De En chair et en os (1997) à Douleur et gloire (2019) dans lequel elle jouait déjà une mère en passant par Tout sur ma mère (1999), Volver (2006) ou Etreintes brisées (2009), Penélope Cruz s’est installée, avec grâce et aisance, dans le cinéma d’Almodovar. Ici, l’Espagnol lui confie assurément, avec Janis, l’un de ses personnages les plus complexes. « Je crois, dit le cinéaste, que c’est la situation la plus difficile dans laquelle j’ai mis un personnage jusqu’à présent (avec celle du personnage d’Elena Anaya dans La Piel que habito). De par l’originalité et la noirceur des péripéties du personnage, ce n’était pas évident de donner à Penélope Cruz des références tirées de la vraie vie. La diriger a été un processus minutieux pendant lequel j’avais besoin qu’elle se donne à moi comme dans un état d’hypnose. »
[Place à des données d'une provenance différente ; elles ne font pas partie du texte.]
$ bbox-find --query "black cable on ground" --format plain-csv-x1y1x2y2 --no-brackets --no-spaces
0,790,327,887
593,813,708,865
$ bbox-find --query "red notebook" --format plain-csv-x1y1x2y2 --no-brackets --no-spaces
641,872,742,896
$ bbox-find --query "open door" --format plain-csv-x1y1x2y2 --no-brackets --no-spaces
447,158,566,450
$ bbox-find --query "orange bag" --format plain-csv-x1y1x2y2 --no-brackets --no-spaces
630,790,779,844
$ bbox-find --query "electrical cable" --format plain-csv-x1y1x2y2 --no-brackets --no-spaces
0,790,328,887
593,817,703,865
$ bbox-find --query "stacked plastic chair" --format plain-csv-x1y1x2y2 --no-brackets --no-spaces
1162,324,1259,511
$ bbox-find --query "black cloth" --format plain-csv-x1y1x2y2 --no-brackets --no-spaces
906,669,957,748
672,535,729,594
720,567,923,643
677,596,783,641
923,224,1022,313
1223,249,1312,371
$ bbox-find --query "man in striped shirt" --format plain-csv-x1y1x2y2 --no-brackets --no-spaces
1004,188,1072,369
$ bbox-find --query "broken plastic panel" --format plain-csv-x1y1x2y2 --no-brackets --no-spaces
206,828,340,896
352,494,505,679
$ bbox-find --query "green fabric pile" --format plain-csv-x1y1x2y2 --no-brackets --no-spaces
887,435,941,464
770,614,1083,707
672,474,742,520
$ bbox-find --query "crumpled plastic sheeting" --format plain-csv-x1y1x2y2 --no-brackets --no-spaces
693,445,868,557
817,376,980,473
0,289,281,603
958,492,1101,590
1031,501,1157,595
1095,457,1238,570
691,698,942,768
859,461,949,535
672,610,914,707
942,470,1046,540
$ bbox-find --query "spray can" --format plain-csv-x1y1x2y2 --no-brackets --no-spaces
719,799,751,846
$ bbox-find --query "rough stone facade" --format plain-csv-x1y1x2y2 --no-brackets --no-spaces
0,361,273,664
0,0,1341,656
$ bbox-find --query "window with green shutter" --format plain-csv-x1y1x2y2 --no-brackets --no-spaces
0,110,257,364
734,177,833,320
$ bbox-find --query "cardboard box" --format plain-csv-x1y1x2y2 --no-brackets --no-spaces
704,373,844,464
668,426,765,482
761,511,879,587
Des femmes marchant vers un lieu de mémoire. DR

Des femmes marchant
vers un lieu de mémoire. DR

Evoquée au début du film lors de la première rencontre entre Janis et Arturo, l’histoire des charniers franquistes et de la loi Mémoire historique était, de l’aveu d’Almodovar, beaucoup plus présente dans les premières versions du scénario. Mais le réalisateur a craint que ce drame ne phagocyte le reste de Madres paralelas. Du coup, on ne retrouve cette tragédie historique qu’à la fin du film lorsque l’ONG pour laquelle travaille Arturo, entreprend les fouilles pour mettre au jour la fosse commune et permettre ainsi aux familles des victimes de pouvoir donner une sépulture digne aux disparus et d’avoir des pierres tombales pour y inscrire les noms des êtres chers… Aujourd’hui, constate le réalisateur, le côté tragique du passé espagnol -la guerre civile- entre dans une zone d’apaisement et d’émotion. Il montre cependant les parents des victimes s’allongeant au fond de la fosse commune vidée et adoptant la posture dans laquelle ont été retrouvés les corps, comme un hommage des vivants aux morts. Parmi les proches restés au bord du charnier, se trouve Ana, Janis et la petite Cecilia. C’est un plan de la fillette regardant vers le fond de la fosse qui termine le film. Un regard vers l’avenir pour ne pas oublier la barbarie…

MADRES PARALELAS Drame (Espagne – 2h) de Pedro Almodovar avec Penélope Cruz, Milena Smit, Aitana Sanchez-Gijon, Israel Elejalde, Rossy de Palma, Daniela Santiago, Julieta Serrano, Ainhoa Santamaria. Dans les salles le 1erdécembre.